HACKER Q&A
📣 iambateman

Full Text Search


Hey HN,

I need full-text search for a large amount of text data (500gb++).

I've looked at Algolia, Meilisearch, Typesense, Elastic. From what I can tell, they all require a server which can keep everything in memory.

MySQL full text search is probably sufficient, so maybe I'm asking about best practices to store a MySQL database at terabyte scale.

Thoughts on how to scale a database and do faceted full-text search without it costing a ton of $$?

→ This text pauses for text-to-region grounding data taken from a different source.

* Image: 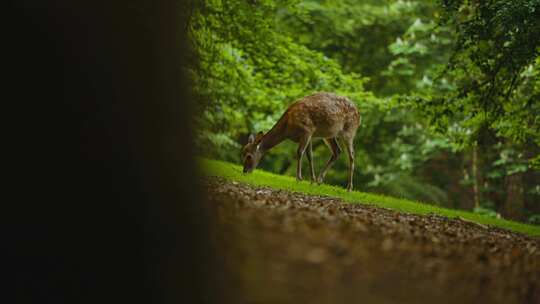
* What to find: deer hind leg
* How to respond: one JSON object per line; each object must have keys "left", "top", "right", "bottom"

{"left": 305, "top": 139, "right": 316, "bottom": 182}
{"left": 342, "top": 135, "right": 355, "bottom": 191}
{"left": 296, "top": 134, "right": 312, "bottom": 181}
{"left": 317, "top": 137, "right": 341, "bottom": 184}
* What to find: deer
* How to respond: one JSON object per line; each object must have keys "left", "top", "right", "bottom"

{"left": 241, "top": 92, "right": 361, "bottom": 191}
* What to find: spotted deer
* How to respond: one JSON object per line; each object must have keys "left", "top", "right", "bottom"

{"left": 241, "top": 92, "right": 361, "bottom": 191}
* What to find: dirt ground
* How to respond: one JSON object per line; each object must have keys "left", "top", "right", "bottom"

{"left": 204, "top": 177, "right": 540, "bottom": 304}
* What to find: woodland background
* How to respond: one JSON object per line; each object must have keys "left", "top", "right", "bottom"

{"left": 189, "top": 0, "right": 540, "bottom": 224}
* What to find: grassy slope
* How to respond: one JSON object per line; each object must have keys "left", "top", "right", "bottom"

{"left": 200, "top": 158, "right": 540, "bottom": 237}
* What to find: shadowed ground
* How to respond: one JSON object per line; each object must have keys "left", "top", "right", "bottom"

{"left": 205, "top": 177, "right": 540, "bottom": 304}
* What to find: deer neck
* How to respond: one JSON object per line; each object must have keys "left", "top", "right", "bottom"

{"left": 260, "top": 115, "right": 288, "bottom": 151}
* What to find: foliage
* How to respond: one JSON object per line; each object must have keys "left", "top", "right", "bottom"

{"left": 416, "top": 0, "right": 540, "bottom": 157}
{"left": 277, "top": 0, "right": 434, "bottom": 94}
{"left": 529, "top": 214, "right": 540, "bottom": 225}
{"left": 473, "top": 207, "right": 501, "bottom": 219}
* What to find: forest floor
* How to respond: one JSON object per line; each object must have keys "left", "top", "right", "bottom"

{"left": 204, "top": 177, "right": 540, "bottom": 304}
{"left": 201, "top": 158, "right": 540, "bottom": 236}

  👤 snikolaev Accepted Answer ✓
Check out Manticore Search for your use case. It's open-source, cost-effective, and doesn't require keeping everything in memory.

Key points:

- Columnar Storage: Efficiently handles large datasets on disk, ideal for terabyte-scale data. It's not enabled by default but can be set up easily with "CREATE TABLE ... ENGINE='columnar'".

- Faceted Search: Probably easier than anywhere else with just "FACET " added to your "SELECT" query.

- MySQL Protocol and SQL Support: If you’re familiar with SQL and MySQL, it's easier to get started compared to other search engines.


👤 throwup238
Have you seen tantivy-cli [1]? It builds and uses an on disk index, which you can store separately (i.e. data on NAS, index locally).

[1] https://github.com/quickwit-oss/tantivy-cli


👤 qwm
What are your needs? I quite dislike MySQL's fulltext search as it's much less configurable than say, ElasticSearch. I would recommend something like ElasticSearch if you need flexibility down the line. I've used it happily for a few years now as a search engine for a content site I work on.